The disclosure by the International Atomic Energy Agency was buried inside a nine-page report on the progress of Iran's nuclear program. 

The agency gave some details in Tuesday's report on work that was apparently done on how to trigger a nuclear device, dating back to late 2003.

"The agency has not described these experiments to this detail before," said Olli Heinonen, the agency's former chief inspector.

The disclosure about the atomic trigger centered on a rare material — uranium deuteride, a form of the element made with deuterium, or heavy hydrogen. Nuclear experts say China and Pakistan appear to have used the material as a kind of atomic sparkplug.

The report said it had asked Iran about evidence of "experiments involving the explosive compression of uranium deuteride to produce a short burst of neutrons" — the speeding particles that split atoms in two in a surge of nuclear energy. In a bomb, an initial burst of neutrons is needed to help initiate a rapid chain reaction.

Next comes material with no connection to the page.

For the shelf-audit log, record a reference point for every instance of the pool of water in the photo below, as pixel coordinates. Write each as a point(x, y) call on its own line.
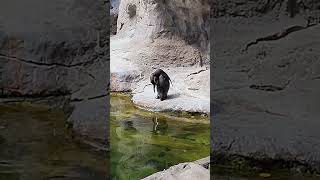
point(143, 142)
point(35, 144)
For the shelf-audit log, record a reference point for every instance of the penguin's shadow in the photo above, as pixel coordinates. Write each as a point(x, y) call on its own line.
point(172, 96)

Harold M. Agnew, a former director of the Los Alamos weapons laboratory, said the compression of uranium deuteride suggested work on an atomic trigger.

"I don't know of any peaceful uses," he said in an interview.

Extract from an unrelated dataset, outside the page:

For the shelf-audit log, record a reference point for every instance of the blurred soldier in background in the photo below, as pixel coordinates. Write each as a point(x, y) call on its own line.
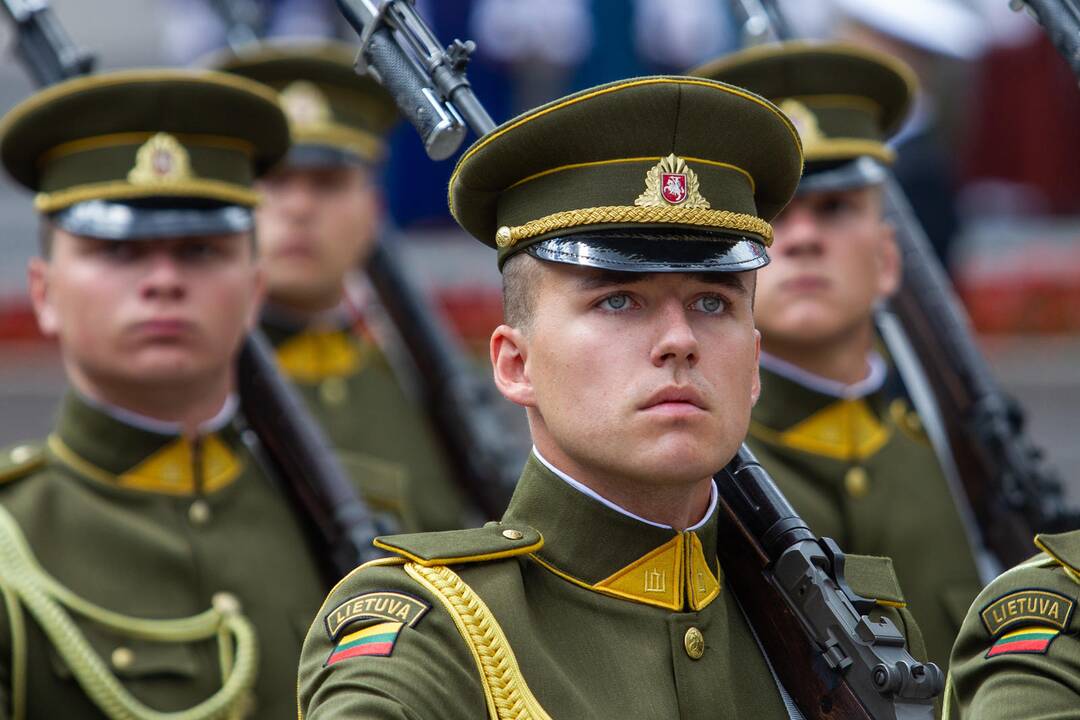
point(1018, 651)
point(319, 221)
point(849, 454)
point(137, 546)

Tuesday's report also gave fresh charges on the design of missile warheads. Documentary evidence, it said, suggested that Iran had conducted "studies involving the removal of the conventional high explosive payload from the warhead of the Shahab-3 missile and replace it with a spherical nuclear payload."

The Shahab-3 is one of Iran's deadliest weapons, standing 56 feet tall. In parades, Iran has draped them with banners reading, "Wipe Israel off the map."

Today, Al Arabiya reports that Saudi Arabia si planning to build no less than 16 nuclear reactors by 2030. The estimated cost is $300 billion. The official reason is "energy security" so as not to be dependent on oil...which it controls. 

The Saudi move almost certainly reflects the regimes' own nervousness at the potential that Iran will have nuclear weapons.

But the West has sanctions against Iran, so the problem will take care of itself, no doubt.

(The IAEA report also noted that Iran seems to have recovered from Stuxnet.)